Tuesday, November 6, 2007

The Capelin Islands Chapter (1)

Yes. “The Capelin Islands” . We’d never heard of them either, but they kept being identified on every radio weather broadcast. Adjusting our ears to eastcoast accents, we finally realized we were getting the temps for “The Cape” and “Islands”. This is where we headed after Vermont and where we spent the next week (October 21-27). Though Elizabeth had taught school south of Boston in the late ‘60ies’, her time on the Cape had been minimal, and she had never been to Martha’s Vineyard or Nantucket islands.

The re-occuring “theme” of this chapter had to do with “whales”,“whaling”, “whalers” & the oil industry that “lit up the world”until the end of the Civil War. Whaling consumed the hearts and minds of Atlantic seaboard mariners and drastically diminished the whale populations of the world, to the point of near extinction for some species.
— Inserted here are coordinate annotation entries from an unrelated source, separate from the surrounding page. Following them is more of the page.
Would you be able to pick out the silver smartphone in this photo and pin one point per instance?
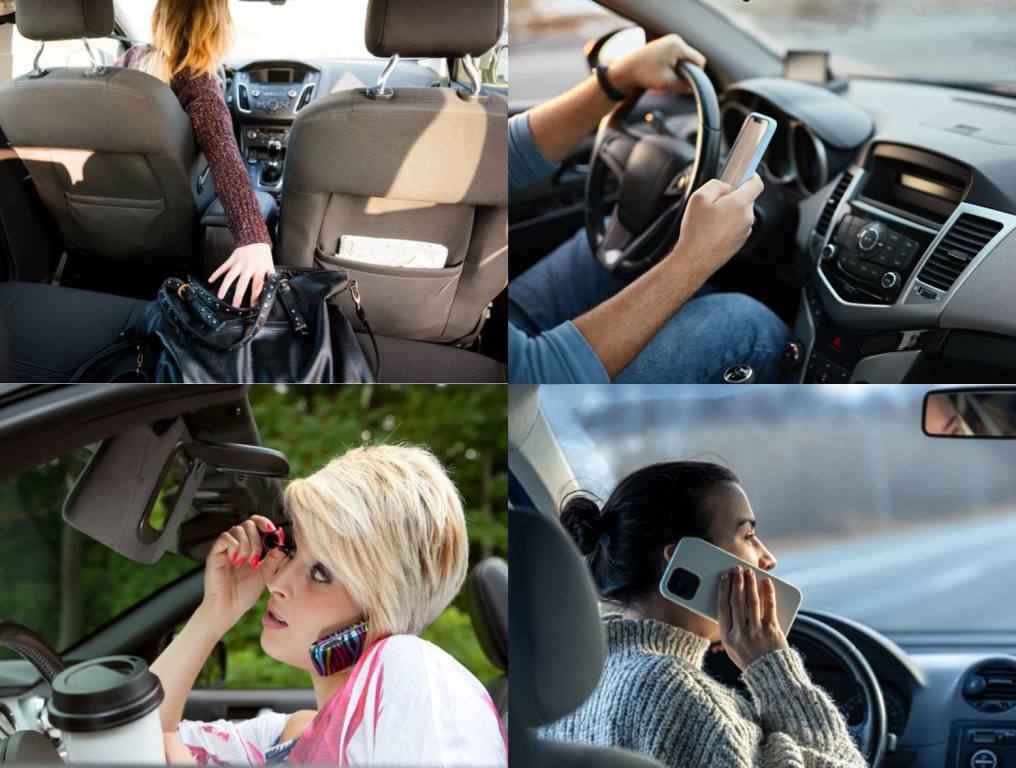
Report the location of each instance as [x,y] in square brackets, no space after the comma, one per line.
[692,580]
[753,139]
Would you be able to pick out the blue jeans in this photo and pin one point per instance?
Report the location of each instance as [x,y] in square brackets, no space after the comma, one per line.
[708,334]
This life style, coupled with the abolitionist/peace promoting ethics of Quakerism, made for a strange cultural mix and a constant ethical battle between prophets and profits.

The two of us were on our own during this chapter in a kind of honeymoon encounter with the beauty of these places in the off season. But since pictures say it so much more effectively, let us toss a collection your way. Perhaps they will inspire you to find your way here some day, some way …

aeronautical performers on the ferry ride from Woods Hole to
Martha's Vineyard

pulling into port

On our way from Vineyard Haven to Oak Bluffs

Arriving at the harbour at Oak Bluffs

An inn on the harbour

The early Methodists came to Martha's Vineyard for their summer camp meetings, held under a great tent. Eventually this open 'tabernacle' was built, still housing speakers, hymn sings, and concerts every summer.

Congregational groups circled together in tents. In time these were replaced by clusters of gingerbread houses, all seeking to outdo one another in coloured combinations.

Here is Mr. Hart. He is one of the 30 cottagers who remains every winter after the 290 others have returned home. Notice the name of his cottage. It has to do with the rest and spiritual renewal he experiences in this place. No doubt it also has to do with the security of his investment. These little gems sell for half a million dollars, that is if you can find someone willing to sell.


In what used to be the General Store that supplied these cottages, we came across a wonderful gentleman by the names of William Blakesley. We happened into his studio with 'crafts' on our mind and the hope of some momento of the cottages. What we found instead, was a true artist, a man who has spent a career capturing the character of islanders and those who come to the Island every summer. We entered finding whatg seemed a sole figure. We left realizing he was a part of the great communion of colourful saints that surrounded him. We also left with some great prints.

The view from our bikes as we headed toward Edgartown

The heat of biking and the gulf stream made this dip irresistible. Would you believe this is October 21st?

The lighthouse at Edgartown, whaling town


The three car ferry to Chappiquidick

The beach at Chappy

The view from a porch swing we stopped to enjoy

Here we are at the dike bridge. "Chappies" call it "Kennedy's carwash".